Sweeney Todd was a massive departure from what was being offered on Broadway at the time, and something that sets this musical apart from others in his oeuvre is Sondheim’s use of underscoring, unusual for a musical. You’ll notice that orchestrations underlay almost all of the action. Typically, the music at the end of a song is used to cue the audience about when to react, most commonly with applause. Critically,continuous underscoring prevents us from clapping and celebrating the people onstage. We as the audience are tipped off our balance unconsciously by a relentless river of music that takes no break to praise itself. Like Poe’s tell-tale heart under the floorboards, the underscore keeps us on the edge of our seats. Are we supposed to laugh, reward the performers? No, we are not allowed to step outside of the grueling story even for a moment. The orchestrations call all our conventions of audience-ship into question. In this seemingly simple way, Sondheim actively transforms source material into something entirely new, something more akin to Hitchcock than Oklahoma.
This cinematic feeling we get while watching Sweeney Todd is no accident. In his book Finishing the Hat, Sondheim cites Hitchcock and other suspense films from his childhood as primary inspiration for his transformation of Bond’s original play, calling the musical “a movie for the stage” (Sondheim 332).

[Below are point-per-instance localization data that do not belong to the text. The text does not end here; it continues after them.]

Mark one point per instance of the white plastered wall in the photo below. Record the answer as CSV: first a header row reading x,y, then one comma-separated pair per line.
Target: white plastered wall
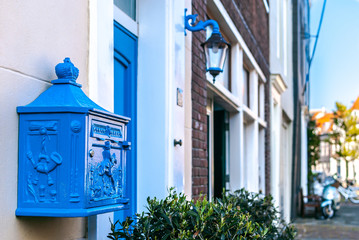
x,y
35,36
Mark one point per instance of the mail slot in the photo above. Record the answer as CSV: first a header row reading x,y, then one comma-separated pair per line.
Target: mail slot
x,y
72,153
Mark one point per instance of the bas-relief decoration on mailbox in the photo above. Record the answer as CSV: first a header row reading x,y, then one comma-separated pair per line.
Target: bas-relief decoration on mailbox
x,y
41,185
72,153
105,175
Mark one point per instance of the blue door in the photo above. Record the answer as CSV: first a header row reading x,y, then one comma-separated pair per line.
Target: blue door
x,y
125,84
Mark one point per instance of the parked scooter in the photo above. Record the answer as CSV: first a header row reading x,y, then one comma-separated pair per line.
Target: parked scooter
x,y
330,198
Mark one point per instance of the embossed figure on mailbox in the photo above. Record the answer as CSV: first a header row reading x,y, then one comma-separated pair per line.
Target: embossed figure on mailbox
x,y
72,153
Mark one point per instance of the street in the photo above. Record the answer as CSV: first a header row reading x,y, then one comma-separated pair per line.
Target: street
x,y
344,225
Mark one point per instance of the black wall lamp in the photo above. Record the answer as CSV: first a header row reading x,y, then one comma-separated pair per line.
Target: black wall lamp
x,y
215,48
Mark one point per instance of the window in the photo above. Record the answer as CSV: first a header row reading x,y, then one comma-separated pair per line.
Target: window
x,y
127,6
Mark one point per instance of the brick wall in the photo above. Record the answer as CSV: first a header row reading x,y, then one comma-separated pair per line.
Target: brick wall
x,y
252,22
199,104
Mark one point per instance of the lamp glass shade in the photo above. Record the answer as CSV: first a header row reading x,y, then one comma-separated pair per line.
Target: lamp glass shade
x,y
216,49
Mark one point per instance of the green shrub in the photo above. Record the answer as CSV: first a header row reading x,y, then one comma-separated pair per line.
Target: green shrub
x,y
241,215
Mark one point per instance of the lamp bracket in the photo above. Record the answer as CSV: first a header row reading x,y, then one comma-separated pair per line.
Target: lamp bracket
x,y
193,27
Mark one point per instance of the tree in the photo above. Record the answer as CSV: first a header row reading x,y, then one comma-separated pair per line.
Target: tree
x,y
345,136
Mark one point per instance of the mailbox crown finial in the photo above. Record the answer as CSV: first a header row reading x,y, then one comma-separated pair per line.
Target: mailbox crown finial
x,y
67,70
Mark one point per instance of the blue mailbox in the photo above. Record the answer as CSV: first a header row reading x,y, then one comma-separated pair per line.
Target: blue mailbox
x,y
72,153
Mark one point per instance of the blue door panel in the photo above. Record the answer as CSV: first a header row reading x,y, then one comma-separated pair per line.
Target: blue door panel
x,y
125,95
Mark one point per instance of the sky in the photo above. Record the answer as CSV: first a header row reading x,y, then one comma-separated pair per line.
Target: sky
x,y
334,74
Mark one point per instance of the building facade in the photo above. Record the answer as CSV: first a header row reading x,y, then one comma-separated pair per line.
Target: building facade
x,y
230,118
135,60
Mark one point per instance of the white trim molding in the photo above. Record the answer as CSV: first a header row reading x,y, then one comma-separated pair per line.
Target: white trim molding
x,y
278,83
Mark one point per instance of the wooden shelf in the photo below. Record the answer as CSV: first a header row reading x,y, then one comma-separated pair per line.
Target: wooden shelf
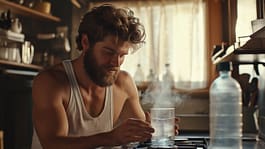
x,y
242,56
22,10
22,66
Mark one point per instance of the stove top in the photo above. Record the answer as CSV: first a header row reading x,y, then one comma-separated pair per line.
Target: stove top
x,y
180,143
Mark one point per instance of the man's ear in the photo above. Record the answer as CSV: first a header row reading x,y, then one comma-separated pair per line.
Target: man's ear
x,y
85,42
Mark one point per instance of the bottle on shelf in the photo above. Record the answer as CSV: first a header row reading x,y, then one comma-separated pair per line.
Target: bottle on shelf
x,y
225,110
151,77
139,75
168,79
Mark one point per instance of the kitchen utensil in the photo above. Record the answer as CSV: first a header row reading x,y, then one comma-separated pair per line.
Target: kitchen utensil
x,y
43,6
16,26
27,52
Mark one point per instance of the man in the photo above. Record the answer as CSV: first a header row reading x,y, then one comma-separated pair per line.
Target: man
x,y
89,102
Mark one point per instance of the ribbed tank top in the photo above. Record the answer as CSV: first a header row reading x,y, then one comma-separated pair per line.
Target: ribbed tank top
x,y
80,122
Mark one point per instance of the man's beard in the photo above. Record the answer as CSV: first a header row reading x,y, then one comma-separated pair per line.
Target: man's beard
x,y
99,74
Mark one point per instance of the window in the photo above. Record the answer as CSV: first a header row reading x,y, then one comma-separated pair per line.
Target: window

Looking at his work this way brings clarity to why we feel so off-kilter when, for example, the orchestra swells with aggressive and discordant music to famously transition us out from “No Place Like London” and into Mrs. Lovett’s bakeshop. In a movie theatre, we don’t break our willing suspension of disbelief very often, remaining rapt even as we grab another fistful of popcorn. There is no built-in rest to glance at our companion or congratulate the actors on screen. We aren’t given a moment to remember that this isn’t real, that the actors are going back to their dressing rooms to refresh, that no one is in any real peril. Sondheim does what no one had done before and injects this filmmaker’s tool into musical theatre, creating “a musical horror story, one which would not be sung-through but which would be held together by ceaseless underscoring that would keep an audience in suspense and maybe even scare the hell out of them” (Stephen Sondheim, Finishing the Hat : Collected Lyrics (1954-1981) with Attendant Comments, Principles, Heresies, Grudges, Whines and Anecdotes [New York, Alfred A. Knopf, 2011], p 332).
He pulls off a masterwork of adaptation, lending further complexity to the history of this story. We couldn’t expect any less from the late, great Stephen Sondheim, who we sadly lost last year. May his memory be a blessing.